LEGO Group is a worldwide, well-known toy manufacturing company. In 2004, the company was faced with a major financial crisis and a major decision to make. Do they try to save the business or not? Through strategic analysis of the company’s external and internal environments, many contributing factors became evident. External Analysis The external environment facing LEGO “consists of many external conditions and forces that have the potential to influence their organization” (Ketchen and Short). The external environment is analyzed through macroenvironmental, industry, and opportunities and threats. Macroenvironmental Analysis The PEST analysis organizes and identifies how macroenvironmental factors affect LEGO. Political. Trends within the political segment shaped LEGO throughout the years.
First, outsourcing toy manufacturing to China created employment overseas, meaning an increase in overseas household spending. Star Wars also became a popular trend, making references to fighting and crime in the world. This significantly impacted toymakers, specifically LEGO, by providing an opportunity to incorporate new trends into their products. LEGO was also influenced by regulations that supported safer toys; they needed extra safety precautions when creating products. Economic. The 2004 LEGO crisis is related to the overall economics of the 2000s, when the global economy slowed down, decreasing household spending.
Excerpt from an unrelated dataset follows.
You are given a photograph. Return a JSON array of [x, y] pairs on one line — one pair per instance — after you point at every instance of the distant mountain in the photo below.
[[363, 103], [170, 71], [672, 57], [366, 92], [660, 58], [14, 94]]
As unemployment rose, consumers were discouraged from purchasing LEGO products, because they were unessential. This unstable economy resulted in a decrease in sales for LEGO.
Another trend in the economic segment was the decreased cost of outsourcing. Companies began outsourcing manufacturing to Asia, because labor was cheaper. In addition, when the Berlin Wall fell, LEGO saw a steady growth in sales, but it was not enough. Lastly, most LEGO purchases happened seasonally, meaning LEGO needed to adjust their internal environment to reflect the consumer external buying habits. Sociocultural. Sociocultural factors affecting LEGO included declining birth rates, change in children’s behavior, and the use of educational toys. Birth rates in Western Europe and Northern America declined, providing a major threat to LEGO, since they originally targeted young children. Children’s attention spans also shortened and they wanted instant gratification.